From Horace Darwin to G. H. Darwin 17 February 1879

6 Queen Anne Street,| London, W

Feb 17th.1879

Dear George.

I have just com back from Cambridge where I have had a very pleasant stay. I found Frank not very well, he had caught rather a bad cold, & had been troubled with headaches again. Dew & Michael thougt that he ought to shut up work altogether but he of course was very unwilling to do this and went to see Clarke on Friday & he did not give such a bad opinion of him, & let him go on with his work, & said he was all sound. I think he is going to see Clarke again when he gets better of his cold & Clarke give him hopes of doing his head aches some good. He does not seem to be working quite so very hard this term. Gerald has been appointed lecturer on approval; of which he & Frank seem very glad.

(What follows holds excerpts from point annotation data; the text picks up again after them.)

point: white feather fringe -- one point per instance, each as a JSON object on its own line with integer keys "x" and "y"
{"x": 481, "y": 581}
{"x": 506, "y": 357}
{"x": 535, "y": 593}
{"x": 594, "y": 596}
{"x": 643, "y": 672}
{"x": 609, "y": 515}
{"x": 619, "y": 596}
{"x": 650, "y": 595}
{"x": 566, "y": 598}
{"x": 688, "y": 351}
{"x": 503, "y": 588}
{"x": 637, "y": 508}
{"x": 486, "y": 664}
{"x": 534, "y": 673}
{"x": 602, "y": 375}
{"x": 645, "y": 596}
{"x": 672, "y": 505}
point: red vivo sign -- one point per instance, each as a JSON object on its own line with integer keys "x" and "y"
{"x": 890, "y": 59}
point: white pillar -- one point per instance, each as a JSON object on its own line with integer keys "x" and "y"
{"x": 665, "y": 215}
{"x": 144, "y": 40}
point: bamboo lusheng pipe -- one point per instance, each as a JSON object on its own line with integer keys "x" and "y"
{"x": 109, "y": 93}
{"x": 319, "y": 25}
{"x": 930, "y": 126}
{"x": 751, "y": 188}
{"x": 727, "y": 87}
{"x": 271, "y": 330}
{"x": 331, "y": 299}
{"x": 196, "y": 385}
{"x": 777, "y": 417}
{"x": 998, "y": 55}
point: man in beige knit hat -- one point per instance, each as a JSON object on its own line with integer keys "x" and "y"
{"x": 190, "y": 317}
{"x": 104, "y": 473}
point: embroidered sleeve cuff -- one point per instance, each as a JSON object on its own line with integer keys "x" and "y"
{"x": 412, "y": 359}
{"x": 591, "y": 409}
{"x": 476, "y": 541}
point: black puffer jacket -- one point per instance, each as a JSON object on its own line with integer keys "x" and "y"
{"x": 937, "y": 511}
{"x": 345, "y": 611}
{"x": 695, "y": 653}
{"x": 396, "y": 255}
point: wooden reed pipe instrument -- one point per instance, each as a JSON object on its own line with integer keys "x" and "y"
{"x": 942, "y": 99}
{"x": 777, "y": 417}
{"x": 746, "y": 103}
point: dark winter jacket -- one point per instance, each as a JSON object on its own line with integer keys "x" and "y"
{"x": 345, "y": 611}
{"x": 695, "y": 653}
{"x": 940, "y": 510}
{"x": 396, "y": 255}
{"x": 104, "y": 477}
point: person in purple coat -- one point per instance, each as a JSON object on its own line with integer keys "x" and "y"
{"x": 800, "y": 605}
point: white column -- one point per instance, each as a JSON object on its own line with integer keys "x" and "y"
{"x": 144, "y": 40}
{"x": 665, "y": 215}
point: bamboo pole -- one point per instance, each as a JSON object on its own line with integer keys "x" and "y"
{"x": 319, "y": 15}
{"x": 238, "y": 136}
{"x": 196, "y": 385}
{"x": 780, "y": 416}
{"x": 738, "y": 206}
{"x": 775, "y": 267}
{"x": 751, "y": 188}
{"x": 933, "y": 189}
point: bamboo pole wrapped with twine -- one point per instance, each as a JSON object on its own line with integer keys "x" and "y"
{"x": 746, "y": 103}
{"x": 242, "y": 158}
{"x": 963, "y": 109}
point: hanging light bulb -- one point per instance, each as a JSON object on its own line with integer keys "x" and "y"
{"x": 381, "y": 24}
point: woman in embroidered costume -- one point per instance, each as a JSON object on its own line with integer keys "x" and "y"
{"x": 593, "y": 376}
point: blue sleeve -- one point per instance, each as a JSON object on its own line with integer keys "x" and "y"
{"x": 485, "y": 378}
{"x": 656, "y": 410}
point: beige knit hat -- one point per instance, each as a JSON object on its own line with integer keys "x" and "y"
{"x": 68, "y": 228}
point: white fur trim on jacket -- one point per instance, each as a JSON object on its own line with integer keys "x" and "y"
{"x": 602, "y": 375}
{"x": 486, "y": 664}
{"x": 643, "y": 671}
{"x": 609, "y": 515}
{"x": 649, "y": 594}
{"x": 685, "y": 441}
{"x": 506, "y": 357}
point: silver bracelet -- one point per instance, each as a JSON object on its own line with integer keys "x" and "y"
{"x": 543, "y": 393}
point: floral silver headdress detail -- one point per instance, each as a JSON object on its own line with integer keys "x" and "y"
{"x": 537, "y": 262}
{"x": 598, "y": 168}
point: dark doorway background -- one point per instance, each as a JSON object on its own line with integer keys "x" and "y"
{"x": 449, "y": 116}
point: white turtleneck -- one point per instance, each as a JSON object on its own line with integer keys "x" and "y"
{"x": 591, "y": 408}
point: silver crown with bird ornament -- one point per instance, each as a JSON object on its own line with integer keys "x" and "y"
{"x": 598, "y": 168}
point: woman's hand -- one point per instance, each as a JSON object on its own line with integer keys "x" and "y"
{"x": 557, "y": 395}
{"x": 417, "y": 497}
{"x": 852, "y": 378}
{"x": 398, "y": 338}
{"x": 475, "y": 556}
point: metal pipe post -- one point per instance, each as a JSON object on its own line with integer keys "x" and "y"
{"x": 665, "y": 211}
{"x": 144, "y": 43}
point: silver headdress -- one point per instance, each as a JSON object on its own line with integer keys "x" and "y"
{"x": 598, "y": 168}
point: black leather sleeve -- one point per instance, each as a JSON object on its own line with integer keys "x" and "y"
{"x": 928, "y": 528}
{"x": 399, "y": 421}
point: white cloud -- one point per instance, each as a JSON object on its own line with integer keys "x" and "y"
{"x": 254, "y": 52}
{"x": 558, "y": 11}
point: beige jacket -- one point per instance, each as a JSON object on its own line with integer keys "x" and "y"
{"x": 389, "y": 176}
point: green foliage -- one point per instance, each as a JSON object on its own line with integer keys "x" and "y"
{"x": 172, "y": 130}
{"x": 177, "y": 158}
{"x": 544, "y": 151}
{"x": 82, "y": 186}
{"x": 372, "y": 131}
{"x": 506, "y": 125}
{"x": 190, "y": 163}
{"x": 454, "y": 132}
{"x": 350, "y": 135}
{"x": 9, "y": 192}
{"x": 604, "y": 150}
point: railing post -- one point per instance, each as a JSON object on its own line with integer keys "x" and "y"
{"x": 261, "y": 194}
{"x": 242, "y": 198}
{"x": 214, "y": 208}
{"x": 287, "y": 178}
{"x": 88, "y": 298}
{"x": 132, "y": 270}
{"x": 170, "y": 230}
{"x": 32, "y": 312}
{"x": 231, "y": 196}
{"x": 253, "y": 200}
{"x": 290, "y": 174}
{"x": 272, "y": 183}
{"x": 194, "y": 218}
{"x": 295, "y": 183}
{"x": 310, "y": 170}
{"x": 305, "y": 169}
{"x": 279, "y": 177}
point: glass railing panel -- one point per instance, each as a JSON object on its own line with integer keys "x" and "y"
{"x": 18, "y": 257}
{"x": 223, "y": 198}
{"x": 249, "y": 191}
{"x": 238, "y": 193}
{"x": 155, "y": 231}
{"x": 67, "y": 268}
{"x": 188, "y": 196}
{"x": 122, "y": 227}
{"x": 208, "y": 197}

I have had a great deal of talk with Stuart about the shop, & I will give you a short account of the state things are in. DewSmith & Falcher, are going to leave the shops, and are going to set up on their own account, they find that they cannot make it pay, & generally cant get on with the present arrangements. There are 19 pupils working in the shop. Stuart is really anxious for me to come up & help him. What he proposed is that I should become a partner with him in the shop as commercial concerne, dividing the profets both from the pupils & the work turned out. There are many objections to this too many to go into, but the first is that I am convinced that the profts will be little or more probably nothing. For this he wished me to to take the entire management of the shop as regards buying material, making out prime cost &c. &c. & consequencely stay up most of the vacations. Now this I should all do badly, besides being unpleasant work, & so I told him. He would wish me to do any designing of instruments that might be ordered; which I should like; also teach mechanical drawing, surveying, leveling, & teach the pupils along with Stuart. This would be too much work for me I think. I suggested to him that my being made a demonstrator, would be far better; but then I do not think I should be inclined to stay up in the vacations for the £100 or the £150 that the University would give me. I gave no definite answer, but said I would consider it. I think I shall go up for the May term and offer to do any thing that Stuart would like me, to see how I liked it, of course with out pay if Stuart will agree to this. I am rather low about it, but what incourages me is that Stuart evedently wants me to come a good deal, & I also think I should do the teaching better than Stuart does, you know I should very much like to do anything I could to make an Engineering School up here. It is also against it having to get new men; as Falcher of course goes with Dew-Smith. I shall go up again for a bit this term I hope & look about me more. All this ought to be more or less private I suppose but Stuart did not say so. I have had a long talk with Father about it, and every one at home. When you come back I shall want to talk it over more fully & see what you think. It would not come off till Oct. I think.

I have exhuasted myself & can write no more. Give my love to Frank, & tell him that Uberdubba did not recognise Ida on Sunday much to her grief, but he on the whole was very kind to her, & she in consequence did not break her heart. How jolly your weather sounds.

Your affec brother | Horace Darwin

I enclose a circular which you may possibly like to see.